Часто старухино окно загораживает легковая машина.
— Холерная твоя душа, — бурчит у окна старуха. — Где-то живут, а здесь гараж устраивают.
Шофер, щуплый малый в замызганной кепчонке, — козырек свисает на бесстыжие глаза — то и дело ковыряется под окном в машине. Дородная женщина в атласном халате, с оголенными до плеч руками смотрит на его работу, грызя подсолнух. Зовут ее Дина Петровна, или, точнее, Дуся. Она и сама-то в этом дворе живет без года неделю — всего второе лето, как выменялась, а уже привадила сюда этого разбойника с машиной.
— Куда прешь, паразит! — голосит в окно старуха Кечеджи. — Ай-яй-яй! Лень ему на горку подняться, как люди, в уборную, холера проклятая. Под дом направляется. Не хочется заводиться, а то бы я ему кирпичину пустила. Шофер называется!
А Дина Петровна тем временем ковыряет носком тапочки землю и грызет подсолнух.
Она работает продавщицей в подвальчике, торгует вином в разлив, а по вечерам частенько гадает одиноким женщинам на картах.
Мать Полянки, толстая банщица с завода, громко, на весь двор корит ее:
— Брехни точишь! Чаруешь. Працевать треба.
И как только могло случиться, что у такой вот матери, у Дины Петровны, выросла Жужелка?
Утром, когда во дворе трясут половики, просевают золу, гремят ведрами, мать Полинки в валенках развешивает по холодку белье на веревке, а старуха Кечеджи выпускает во двор Пальму, белошерстную, взъерошенную, радостно и нетерпеливо вздрагивающую («Иди гуляй, Пальма, на горку!»), — вот в такое обычное утро прошлым летом появилась во дворе эта девчонка.

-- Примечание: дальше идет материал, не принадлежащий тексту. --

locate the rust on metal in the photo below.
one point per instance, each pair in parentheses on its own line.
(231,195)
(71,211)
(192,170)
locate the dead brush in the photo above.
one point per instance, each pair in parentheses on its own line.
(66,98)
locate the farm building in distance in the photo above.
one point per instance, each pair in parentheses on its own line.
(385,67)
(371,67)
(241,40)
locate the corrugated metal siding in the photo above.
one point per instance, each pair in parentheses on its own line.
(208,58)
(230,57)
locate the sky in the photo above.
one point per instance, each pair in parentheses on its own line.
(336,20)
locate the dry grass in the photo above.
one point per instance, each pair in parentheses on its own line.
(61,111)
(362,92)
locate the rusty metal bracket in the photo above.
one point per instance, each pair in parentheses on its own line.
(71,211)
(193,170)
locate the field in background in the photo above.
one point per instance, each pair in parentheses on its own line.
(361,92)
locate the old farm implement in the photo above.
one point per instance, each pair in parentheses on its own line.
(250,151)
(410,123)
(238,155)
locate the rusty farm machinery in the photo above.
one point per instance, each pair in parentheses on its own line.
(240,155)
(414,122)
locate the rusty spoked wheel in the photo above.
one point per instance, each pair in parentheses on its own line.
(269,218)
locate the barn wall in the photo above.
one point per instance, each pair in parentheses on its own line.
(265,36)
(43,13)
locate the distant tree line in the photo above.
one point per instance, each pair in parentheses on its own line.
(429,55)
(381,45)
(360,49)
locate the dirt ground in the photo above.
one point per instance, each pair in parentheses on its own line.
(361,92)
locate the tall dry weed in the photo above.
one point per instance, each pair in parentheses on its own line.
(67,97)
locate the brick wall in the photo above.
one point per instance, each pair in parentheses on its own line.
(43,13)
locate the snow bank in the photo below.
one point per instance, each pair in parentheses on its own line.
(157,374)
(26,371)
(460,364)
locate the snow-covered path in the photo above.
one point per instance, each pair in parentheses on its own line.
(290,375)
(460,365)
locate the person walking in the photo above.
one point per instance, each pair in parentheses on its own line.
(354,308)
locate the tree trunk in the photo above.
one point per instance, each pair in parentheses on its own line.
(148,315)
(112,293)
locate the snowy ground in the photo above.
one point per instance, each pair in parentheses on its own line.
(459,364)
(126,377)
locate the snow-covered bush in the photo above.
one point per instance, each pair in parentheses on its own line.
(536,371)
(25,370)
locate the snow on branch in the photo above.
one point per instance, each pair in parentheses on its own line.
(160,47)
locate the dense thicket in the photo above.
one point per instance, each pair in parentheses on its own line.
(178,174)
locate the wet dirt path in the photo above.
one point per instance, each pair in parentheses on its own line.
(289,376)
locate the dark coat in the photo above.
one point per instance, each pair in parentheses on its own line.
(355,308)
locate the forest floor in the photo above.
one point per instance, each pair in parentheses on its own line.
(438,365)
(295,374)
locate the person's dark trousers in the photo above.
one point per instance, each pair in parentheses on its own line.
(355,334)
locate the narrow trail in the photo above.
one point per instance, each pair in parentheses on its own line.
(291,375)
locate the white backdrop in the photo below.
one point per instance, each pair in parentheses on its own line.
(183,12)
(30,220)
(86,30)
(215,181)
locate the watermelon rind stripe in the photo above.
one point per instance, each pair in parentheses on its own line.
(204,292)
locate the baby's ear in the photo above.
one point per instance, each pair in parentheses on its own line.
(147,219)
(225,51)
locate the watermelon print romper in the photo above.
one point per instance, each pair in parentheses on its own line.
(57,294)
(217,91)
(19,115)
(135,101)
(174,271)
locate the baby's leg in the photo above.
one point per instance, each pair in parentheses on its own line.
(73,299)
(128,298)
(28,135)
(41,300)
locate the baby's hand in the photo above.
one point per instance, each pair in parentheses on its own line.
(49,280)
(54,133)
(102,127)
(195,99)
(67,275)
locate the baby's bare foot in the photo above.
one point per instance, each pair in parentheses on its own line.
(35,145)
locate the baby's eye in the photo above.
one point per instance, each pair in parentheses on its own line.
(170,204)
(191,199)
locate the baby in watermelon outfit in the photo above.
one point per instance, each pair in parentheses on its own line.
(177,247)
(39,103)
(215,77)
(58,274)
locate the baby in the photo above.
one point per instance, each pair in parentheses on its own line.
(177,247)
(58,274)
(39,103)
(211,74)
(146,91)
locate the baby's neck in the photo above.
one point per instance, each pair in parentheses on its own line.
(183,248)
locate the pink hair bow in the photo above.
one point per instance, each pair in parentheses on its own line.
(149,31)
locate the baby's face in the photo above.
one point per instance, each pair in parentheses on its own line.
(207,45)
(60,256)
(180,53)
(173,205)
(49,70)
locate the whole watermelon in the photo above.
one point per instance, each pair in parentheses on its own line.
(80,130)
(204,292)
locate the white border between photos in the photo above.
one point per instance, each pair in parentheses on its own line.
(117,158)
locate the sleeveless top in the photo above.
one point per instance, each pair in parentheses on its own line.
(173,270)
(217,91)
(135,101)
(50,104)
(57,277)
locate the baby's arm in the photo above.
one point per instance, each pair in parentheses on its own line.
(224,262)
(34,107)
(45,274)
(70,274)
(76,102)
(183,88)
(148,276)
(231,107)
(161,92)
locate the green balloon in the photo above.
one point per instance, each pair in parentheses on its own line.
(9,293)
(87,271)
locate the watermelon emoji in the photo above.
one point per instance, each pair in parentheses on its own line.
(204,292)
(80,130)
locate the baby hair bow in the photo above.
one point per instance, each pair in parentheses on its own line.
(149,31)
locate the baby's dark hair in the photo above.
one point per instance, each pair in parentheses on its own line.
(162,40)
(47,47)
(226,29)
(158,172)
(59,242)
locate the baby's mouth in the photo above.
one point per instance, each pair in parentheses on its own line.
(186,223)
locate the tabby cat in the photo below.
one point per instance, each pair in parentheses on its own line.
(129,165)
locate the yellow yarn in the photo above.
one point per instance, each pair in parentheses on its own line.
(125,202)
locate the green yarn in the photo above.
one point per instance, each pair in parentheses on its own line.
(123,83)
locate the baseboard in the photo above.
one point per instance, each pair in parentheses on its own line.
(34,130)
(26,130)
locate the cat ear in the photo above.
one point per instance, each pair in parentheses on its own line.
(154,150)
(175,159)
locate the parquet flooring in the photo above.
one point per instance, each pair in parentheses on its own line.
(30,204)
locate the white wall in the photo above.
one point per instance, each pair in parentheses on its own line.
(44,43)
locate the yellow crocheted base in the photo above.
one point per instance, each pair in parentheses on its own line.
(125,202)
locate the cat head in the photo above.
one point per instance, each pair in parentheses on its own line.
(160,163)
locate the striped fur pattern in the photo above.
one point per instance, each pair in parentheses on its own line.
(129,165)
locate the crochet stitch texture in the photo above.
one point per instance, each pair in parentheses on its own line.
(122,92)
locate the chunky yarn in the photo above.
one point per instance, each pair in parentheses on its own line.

Она сидела на корточках, прижав к плечу свою черноволосую головку и обхватив большое решето.
— Ты что же делаешь? — не выдержала старуха.
— Здравствуйте, — сказала девчонка и бросила комочек спекшегося угля на землю. А зола сыпалась прямо на ее красные босоножки. — Я, тетенька, жужелку выбираю.
— Сама ты жужелка и есть! Кто ж так делает?
Вздыхая про себя, — видно, некому в семье поучить девочку, — старуха показала ей, как надо встать за ветром, чтоб золу относило, и как держать решето. И та послушно и рассеянно повторяла за ней.